Imaginez une île. Une grande île, au milieu d’un océan paradisiaque, où il fait toujours beau et où la mer est à 25° en permanence, été comme hiver. Un lieu parfait pour les vacances, où les gens sont souriants et accueillants.

Cette île est divisée en deux.

À l’ouest, un pays en cours de développement, tourné vers le tourisme, la drogue et la prostitution.
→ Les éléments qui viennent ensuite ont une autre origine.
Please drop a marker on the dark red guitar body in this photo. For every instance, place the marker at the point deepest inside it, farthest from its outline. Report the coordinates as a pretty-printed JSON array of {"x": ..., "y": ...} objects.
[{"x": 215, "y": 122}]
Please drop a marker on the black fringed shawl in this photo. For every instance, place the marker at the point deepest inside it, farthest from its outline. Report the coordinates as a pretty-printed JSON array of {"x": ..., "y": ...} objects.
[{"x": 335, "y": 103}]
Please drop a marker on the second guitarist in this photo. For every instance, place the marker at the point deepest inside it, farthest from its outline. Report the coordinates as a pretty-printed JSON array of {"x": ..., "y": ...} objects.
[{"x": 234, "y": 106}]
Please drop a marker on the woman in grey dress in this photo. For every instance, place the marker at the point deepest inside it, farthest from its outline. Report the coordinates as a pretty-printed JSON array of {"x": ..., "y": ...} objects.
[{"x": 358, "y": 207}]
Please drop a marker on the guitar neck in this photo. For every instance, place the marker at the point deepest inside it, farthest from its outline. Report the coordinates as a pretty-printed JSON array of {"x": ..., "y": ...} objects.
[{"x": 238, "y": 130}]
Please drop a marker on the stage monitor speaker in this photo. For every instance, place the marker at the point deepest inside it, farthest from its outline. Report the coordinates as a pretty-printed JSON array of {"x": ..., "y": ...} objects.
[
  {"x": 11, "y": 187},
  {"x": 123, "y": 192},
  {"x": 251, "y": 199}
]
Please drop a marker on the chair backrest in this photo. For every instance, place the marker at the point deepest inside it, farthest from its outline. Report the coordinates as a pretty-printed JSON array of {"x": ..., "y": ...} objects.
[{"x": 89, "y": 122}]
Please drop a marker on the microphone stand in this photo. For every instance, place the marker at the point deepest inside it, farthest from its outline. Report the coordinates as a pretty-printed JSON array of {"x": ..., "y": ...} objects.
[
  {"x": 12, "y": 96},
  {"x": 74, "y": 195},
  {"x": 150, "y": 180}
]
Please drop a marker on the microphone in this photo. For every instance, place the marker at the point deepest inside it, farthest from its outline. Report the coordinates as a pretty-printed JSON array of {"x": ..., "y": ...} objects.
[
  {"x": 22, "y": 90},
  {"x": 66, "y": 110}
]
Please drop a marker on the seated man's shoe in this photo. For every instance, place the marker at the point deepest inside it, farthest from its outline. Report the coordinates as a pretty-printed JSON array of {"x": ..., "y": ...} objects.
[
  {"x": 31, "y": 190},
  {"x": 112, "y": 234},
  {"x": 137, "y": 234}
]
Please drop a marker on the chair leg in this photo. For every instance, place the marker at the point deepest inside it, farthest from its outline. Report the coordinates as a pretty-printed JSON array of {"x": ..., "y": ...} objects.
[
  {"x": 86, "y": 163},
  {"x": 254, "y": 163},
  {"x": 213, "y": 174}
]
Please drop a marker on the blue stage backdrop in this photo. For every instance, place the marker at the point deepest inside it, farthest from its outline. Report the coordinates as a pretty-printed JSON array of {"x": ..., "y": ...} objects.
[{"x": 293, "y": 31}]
À l’est, un pays pauvre, à flanc de montagnes, où l’on trouve des cassaves et des chèvres.

 

Comme tout un chacun, les gens de l’est ont besoin d’énergie, principalement pour faire cuire leur nourriture. Comme ils sont pauvres, mais que la terre est riche, pendant longtemps ils ont utilisé le charbon de bois. Les forêts tropicales étaient abondantes et luxuriantes. Le bois était de qualité. D’ailleurs les colonialistes blancs, venus d’outre-mer, l’ont bien compris, eux qui ont pillé le pays pendant des siècles.

Mais la population a augmenté au fil du temps, et avec elle les besoins en charbon de bois. Mais la ressource n’a pas été gérée. Le capital que la Providence avait si généreusement offert aux habitants partit en fumée. Les forêts disparurent, la terre fut mise à nu.

 

Battus par les vents, les ouragans, les cyclones et les pluies diluviennes, les montages s’érodent inexorablement. Les terres arables s’écoulent en coulées de boue vers la mer. Ces coulées de boue ravagent les champs, les villages, et, malheureusement trop souvent, tuent les habitants.

Et le charbon de bois, lui aussi, est venu à manquer.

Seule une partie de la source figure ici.